CAIR shares the Quran

Safaa Abdoun
4 Min Read

CAIRO: The Council on American-Islamic Relations (CAIR) in the United States launched a campaign to distribute free copies of the Quran to 100,000 local, state, and national leaders under the name “Share the Quran.

“The long-term goal of the campaign is to put one million [copies of the Quran] in the hands of ordinary Americans of all faiths over the next 10 years, said CAIR National Executive Director Nihad Awad in a press statement.

The campaign plans to distribute the Quran to governors, state attorney generals, educators, law enforcement officials, state and national legislators, local elected and public officials, media professionals, and other local or national leaders who determine policy or shape public opinion.

Awad said “Share the Quran materials will be made available to Islamic centers and mosques nationwide for distribution at events such as open houses or public Ramadan iftars.

The campaign was inspired by US President Barack Obama’s address to the Muslim world from Cairo last month, in which he called on a new beginning in relations between both worlds.

“By quoting from the Quran in his Cairo address, President Obama generated renewed interest in what Islam’s revealed text has to say on topics such as the sanctity of human life, justice and diversity, said Awad.

“This is not an effort to proselytize, but is instead intended to provide an educational resource for those who will shape the future direction of our nation, he added.

Awad said the copies of the Quran delivered to American leaders will include a bookmark guide to the verses cited by the president and to references related to topics such as women’s rights, social justice, respect for other faiths, and similar issues related to international events.

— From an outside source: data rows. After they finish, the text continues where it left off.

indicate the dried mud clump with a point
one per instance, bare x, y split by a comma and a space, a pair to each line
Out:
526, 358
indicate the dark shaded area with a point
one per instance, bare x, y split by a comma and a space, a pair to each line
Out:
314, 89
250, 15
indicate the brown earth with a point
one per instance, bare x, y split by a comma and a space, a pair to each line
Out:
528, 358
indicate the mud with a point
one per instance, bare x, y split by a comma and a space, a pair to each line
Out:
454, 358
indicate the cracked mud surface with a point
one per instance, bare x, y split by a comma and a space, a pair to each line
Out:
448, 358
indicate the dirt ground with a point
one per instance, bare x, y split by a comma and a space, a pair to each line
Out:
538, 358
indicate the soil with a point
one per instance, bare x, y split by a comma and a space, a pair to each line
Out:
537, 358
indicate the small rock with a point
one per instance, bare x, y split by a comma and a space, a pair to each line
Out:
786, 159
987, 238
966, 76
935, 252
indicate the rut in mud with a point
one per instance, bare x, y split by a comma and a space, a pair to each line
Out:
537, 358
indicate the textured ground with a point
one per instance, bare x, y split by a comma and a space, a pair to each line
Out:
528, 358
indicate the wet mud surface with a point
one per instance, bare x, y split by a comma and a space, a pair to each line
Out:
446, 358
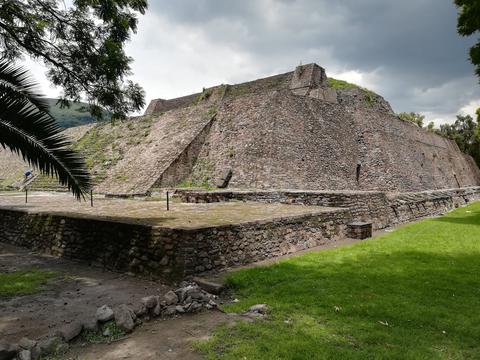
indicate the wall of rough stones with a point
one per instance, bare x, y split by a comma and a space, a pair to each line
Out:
168, 253
158, 106
277, 140
381, 208
289, 131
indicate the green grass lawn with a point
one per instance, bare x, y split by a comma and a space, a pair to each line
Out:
410, 294
23, 282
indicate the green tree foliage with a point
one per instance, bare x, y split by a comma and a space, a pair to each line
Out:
465, 131
413, 118
431, 127
469, 24
28, 129
81, 45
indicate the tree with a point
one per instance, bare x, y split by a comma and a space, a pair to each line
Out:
28, 129
82, 46
469, 24
466, 133
413, 118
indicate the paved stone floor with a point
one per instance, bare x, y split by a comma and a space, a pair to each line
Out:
154, 212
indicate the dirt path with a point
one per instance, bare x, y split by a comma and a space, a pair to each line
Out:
74, 296
159, 339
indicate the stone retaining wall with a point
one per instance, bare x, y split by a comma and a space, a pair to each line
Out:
381, 208
168, 253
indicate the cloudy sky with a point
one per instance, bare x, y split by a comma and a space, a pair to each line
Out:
408, 51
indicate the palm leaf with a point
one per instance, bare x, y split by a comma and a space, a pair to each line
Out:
30, 131
16, 82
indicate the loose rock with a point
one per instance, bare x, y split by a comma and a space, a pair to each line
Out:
7, 351
104, 313
125, 318
53, 345
69, 331
150, 301
209, 286
24, 355
259, 308
26, 343
170, 298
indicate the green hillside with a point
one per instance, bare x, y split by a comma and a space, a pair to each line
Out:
76, 115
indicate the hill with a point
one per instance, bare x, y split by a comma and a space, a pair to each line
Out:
76, 115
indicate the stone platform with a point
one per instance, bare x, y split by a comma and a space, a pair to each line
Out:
141, 237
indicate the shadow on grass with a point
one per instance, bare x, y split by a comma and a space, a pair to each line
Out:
405, 305
472, 218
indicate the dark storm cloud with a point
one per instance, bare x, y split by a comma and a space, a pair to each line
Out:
410, 49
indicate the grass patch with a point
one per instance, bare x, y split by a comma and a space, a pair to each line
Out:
24, 282
410, 294
344, 85
97, 337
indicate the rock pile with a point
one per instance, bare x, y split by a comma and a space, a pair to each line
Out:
189, 298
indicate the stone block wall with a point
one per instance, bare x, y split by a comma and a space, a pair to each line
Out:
168, 253
381, 208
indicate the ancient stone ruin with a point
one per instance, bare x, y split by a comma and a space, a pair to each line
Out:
298, 138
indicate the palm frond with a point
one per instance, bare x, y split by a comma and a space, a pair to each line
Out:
16, 82
32, 133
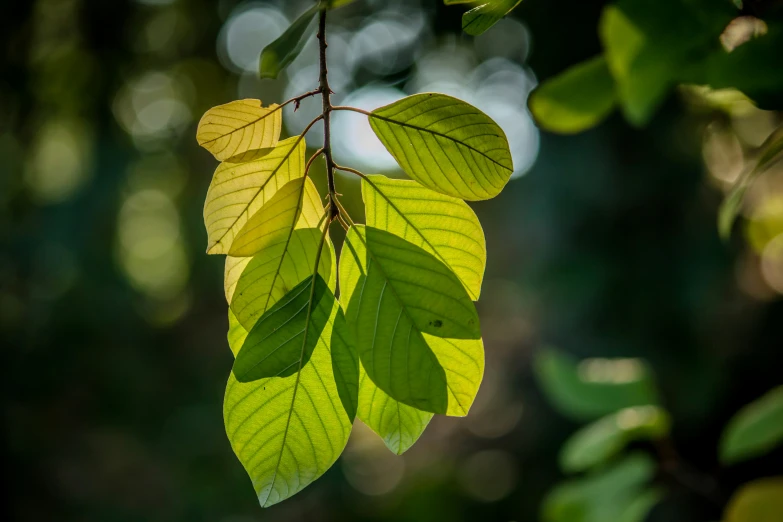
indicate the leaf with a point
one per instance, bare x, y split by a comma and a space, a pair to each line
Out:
594, 387
285, 336
401, 303
445, 144
232, 129
575, 100
479, 19
279, 54
755, 429
287, 431
603, 439
444, 226
273, 221
616, 492
398, 424
770, 152
312, 211
239, 190
757, 501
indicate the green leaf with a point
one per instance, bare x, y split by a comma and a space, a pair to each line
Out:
239, 190
770, 152
444, 226
233, 129
279, 54
481, 18
755, 429
576, 99
603, 439
274, 221
594, 387
284, 337
416, 328
445, 144
649, 50
617, 492
288, 430
757, 501
310, 217
398, 424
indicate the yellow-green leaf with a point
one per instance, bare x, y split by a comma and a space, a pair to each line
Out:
481, 18
239, 190
603, 439
444, 226
576, 99
312, 211
757, 501
288, 430
755, 429
416, 328
235, 128
446, 144
274, 221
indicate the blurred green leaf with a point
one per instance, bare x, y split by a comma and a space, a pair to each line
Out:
757, 501
446, 145
770, 152
603, 439
576, 99
444, 226
594, 387
755, 429
614, 493
416, 328
288, 430
279, 54
481, 18
649, 46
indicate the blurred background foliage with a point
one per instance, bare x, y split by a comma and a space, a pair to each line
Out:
605, 244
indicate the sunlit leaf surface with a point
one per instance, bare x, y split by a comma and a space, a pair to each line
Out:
445, 144
576, 99
235, 128
482, 17
442, 225
594, 387
288, 430
417, 330
603, 439
755, 429
239, 190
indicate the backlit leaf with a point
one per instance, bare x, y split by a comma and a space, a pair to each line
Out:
274, 221
288, 430
416, 328
444, 226
603, 439
445, 144
237, 127
398, 424
312, 211
594, 387
279, 54
239, 190
481, 18
757, 501
755, 429
576, 99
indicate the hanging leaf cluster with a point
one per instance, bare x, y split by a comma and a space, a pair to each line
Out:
401, 341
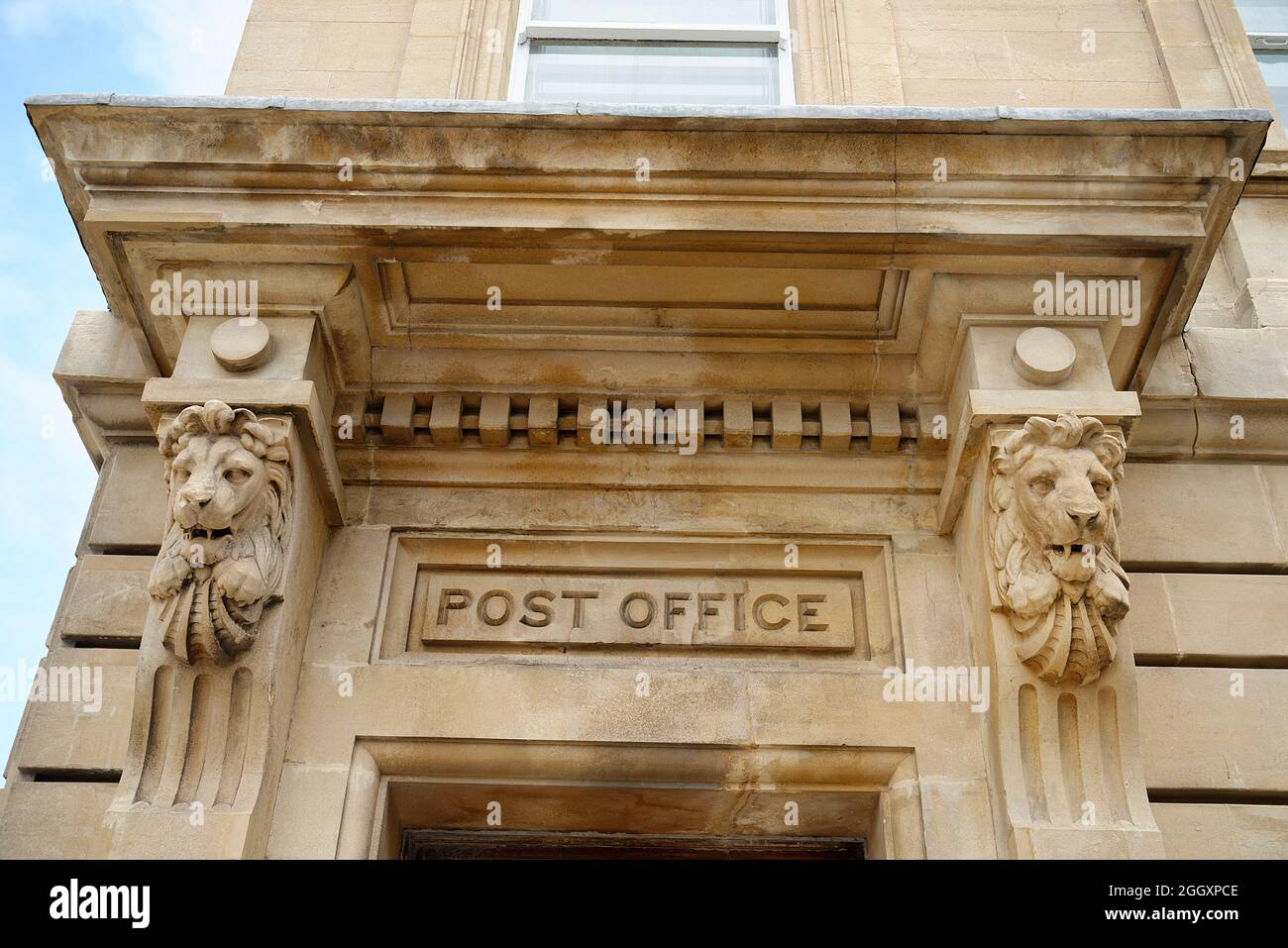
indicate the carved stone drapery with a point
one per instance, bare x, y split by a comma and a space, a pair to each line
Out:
1055, 507
227, 520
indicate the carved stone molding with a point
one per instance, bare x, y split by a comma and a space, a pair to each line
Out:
227, 524
1054, 497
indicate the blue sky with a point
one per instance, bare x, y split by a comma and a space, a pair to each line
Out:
145, 47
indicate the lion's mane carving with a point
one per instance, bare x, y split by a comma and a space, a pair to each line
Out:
227, 524
1054, 493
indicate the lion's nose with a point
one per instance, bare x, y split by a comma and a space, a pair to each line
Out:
197, 498
1083, 517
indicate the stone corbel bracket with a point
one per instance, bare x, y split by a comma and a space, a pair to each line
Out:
295, 398
986, 407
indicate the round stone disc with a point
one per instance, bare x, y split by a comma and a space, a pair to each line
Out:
1043, 356
240, 346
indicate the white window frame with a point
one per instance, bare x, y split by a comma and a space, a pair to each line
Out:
776, 34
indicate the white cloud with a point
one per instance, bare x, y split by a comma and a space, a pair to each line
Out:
184, 47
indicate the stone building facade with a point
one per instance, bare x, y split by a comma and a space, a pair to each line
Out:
966, 327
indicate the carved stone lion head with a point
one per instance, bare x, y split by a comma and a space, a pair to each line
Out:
1054, 493
227, 518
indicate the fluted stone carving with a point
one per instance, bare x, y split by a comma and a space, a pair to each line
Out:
220, 562
1054, 497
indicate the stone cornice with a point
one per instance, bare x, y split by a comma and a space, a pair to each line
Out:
213, 183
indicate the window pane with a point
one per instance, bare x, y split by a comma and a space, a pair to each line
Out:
1263, 16
696, 73
1274, 67
741, 12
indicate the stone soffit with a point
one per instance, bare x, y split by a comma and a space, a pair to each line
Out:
619, 236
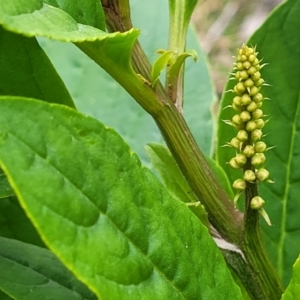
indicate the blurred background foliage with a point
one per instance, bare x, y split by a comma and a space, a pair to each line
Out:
223, 26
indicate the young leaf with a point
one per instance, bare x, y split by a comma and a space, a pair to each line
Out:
35, 273
282, 73
26, 71
161, 62
176, 66
107, 218
293, 290
84, 12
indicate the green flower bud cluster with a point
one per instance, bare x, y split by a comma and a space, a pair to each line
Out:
249, 122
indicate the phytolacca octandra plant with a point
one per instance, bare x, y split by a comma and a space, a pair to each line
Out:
249, 122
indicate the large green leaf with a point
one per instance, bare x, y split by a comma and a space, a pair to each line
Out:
26, 70
293, 290
5, 188
15, 224
278, 42
88, 12
107, 218
97, 94
30, 272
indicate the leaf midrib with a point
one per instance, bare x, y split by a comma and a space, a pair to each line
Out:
111, 221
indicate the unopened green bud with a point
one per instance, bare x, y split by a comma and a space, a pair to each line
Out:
249, 83
243, 57
242, 135
258, 98
255, 76
239, 184
262, 174
260, 123
246, 65
250, 125
252, 106
239, 88
251, 58
245, 99
241, 159
249, 176
233, 164
236, 119
257, 203
256, 64
235, 143
243, 75
260, 147
236, 107
245, 116
258, 113
237, 100
256, 134
251, 70
259, 82
249, 150
258, 159
259, 104
239, 66
254, 90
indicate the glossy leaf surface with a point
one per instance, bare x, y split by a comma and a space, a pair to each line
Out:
88, 12
98, 95
278, 43
26, 71
104, 215
14, 223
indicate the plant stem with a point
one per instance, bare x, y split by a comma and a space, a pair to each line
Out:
253, 267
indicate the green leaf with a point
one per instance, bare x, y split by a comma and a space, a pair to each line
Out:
173, 179
35, 273
5, 188
105, 100
158, 66
176, 66
280, 47
15, 224
88, 12
4, 296
26, 70
111, 51
293, 290
107, 218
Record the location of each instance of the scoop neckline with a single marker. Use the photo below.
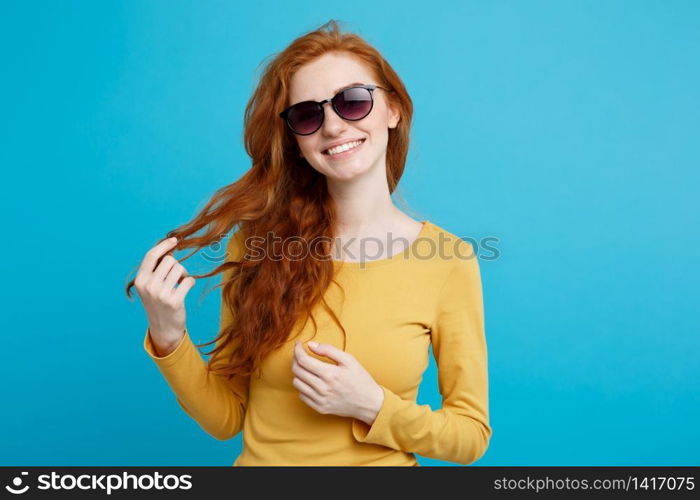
(397, 257)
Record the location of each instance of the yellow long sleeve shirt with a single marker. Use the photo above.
(394, 308)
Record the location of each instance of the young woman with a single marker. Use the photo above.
(328, 132)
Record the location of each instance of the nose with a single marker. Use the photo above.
(332, 122)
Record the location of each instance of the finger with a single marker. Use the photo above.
(184, 287)
(311, 364)
(306, 389)
(318, 385)
(164, 268)
(149, 261)
(173, 276)
(331, 352)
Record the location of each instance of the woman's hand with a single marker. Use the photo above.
(345, 389)
(164, 304)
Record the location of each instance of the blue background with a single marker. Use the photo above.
(567, 130)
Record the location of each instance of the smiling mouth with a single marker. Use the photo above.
(325, 152)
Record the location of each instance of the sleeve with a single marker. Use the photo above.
(217, 404)
(459, 431)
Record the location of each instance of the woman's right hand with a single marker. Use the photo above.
(164, 304)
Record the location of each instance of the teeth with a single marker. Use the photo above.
(343, 147)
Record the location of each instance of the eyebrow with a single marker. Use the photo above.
(347, 86)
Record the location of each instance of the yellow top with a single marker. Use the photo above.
(394, 309)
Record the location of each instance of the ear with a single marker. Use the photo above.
(394, 115)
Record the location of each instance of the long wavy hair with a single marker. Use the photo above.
(283, 195)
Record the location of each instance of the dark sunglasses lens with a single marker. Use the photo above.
(353, 104)
(305, 117)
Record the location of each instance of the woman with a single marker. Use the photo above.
(322, 176)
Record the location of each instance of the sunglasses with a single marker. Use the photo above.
(353, 103)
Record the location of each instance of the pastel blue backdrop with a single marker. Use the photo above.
(567, 130)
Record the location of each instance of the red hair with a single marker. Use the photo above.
(282, 194)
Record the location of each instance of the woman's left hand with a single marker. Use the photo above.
(345, 389)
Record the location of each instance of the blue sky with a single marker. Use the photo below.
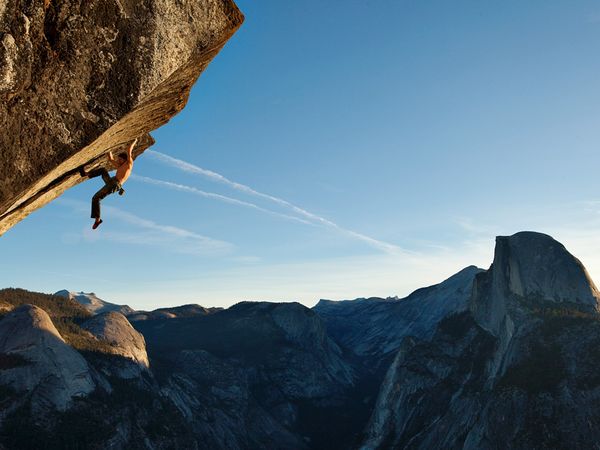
(369, 148)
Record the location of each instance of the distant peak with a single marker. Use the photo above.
(536, 265)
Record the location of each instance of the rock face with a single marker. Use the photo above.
(171, 313)
(80, 79)
(530, 266)
(43, 365)
(517, 370)
(94, 304)
(504, 358)
(114, 328)
(375, 327)
(253, 375)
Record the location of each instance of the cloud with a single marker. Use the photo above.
(314, 218)
(215, 196)
(150, 233)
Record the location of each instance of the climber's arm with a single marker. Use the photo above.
(112, 160)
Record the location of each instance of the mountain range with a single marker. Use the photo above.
(506, 357)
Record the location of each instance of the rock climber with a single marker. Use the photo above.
(123, 164)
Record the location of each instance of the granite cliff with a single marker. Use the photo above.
(500, 358)
(78, 79)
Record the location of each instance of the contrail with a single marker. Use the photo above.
(174, 238)
(215, 196)
(191, 168)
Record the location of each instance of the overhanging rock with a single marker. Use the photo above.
(78, 79)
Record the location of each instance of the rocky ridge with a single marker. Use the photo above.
(500, 358)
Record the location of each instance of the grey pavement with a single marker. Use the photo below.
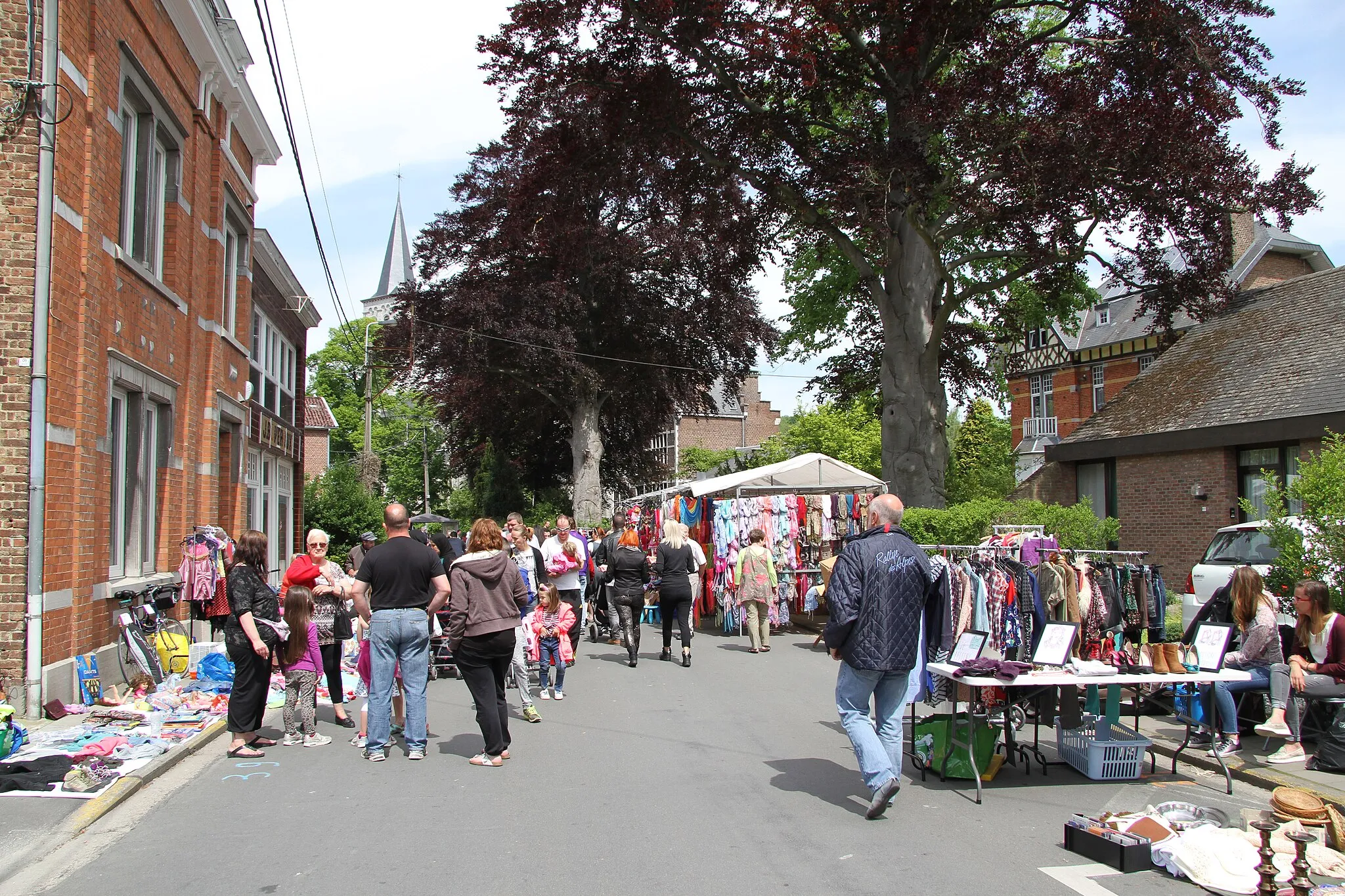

Dalia Ziada, North Africa director of the American Islamic Congress (AIC) hailed the campaign and its objectives. “This will play a major role in giving a positive image of Islam, it will really help in changing the stereotypes against Muslims because it is getting out of control, she said, referring to a recent case in the US where a Muslim student at Georgia State University was discriminated against for wearing the hijab, or Islamic headscarf.

The campaign, which was only launched a few days ago, is already receiving attention from local and international media. The Washington Post wrote, “On the premise that nothing makes a better gift than a good book, a Muslim civil liberties group is launching a campaign [.]

On the other hand, there has also been strong opposition of the campaign.

Daniel Pipes, American academic, author, writer, and political commentator who focuses on the Middle East and Islam, criticized the campaign saying that it is a missionary campaign and described CAIR as “the Hamas-founded Council on American-Islamic Relations.

“Today, CAIR took what is probably its most major step ever in the direction of da’wa (call for Islam) with the announcement of a ‘Share the Quran’ campaign, he wrote on his blog.

“Awad sought to portray this step as not da’wa. But testimony by converts to Islam reiterates that putting the Quran into the hands of non-Muslims is the best bet for winning them to the faith, Pipes wrote.

Ziada strongly refutes this notion, “Informing people of a different faith, about my religion, doesn’t mean I want them to convert, I only want them to have an accurate understanding of it [.] this is defending Islam and not preaching it.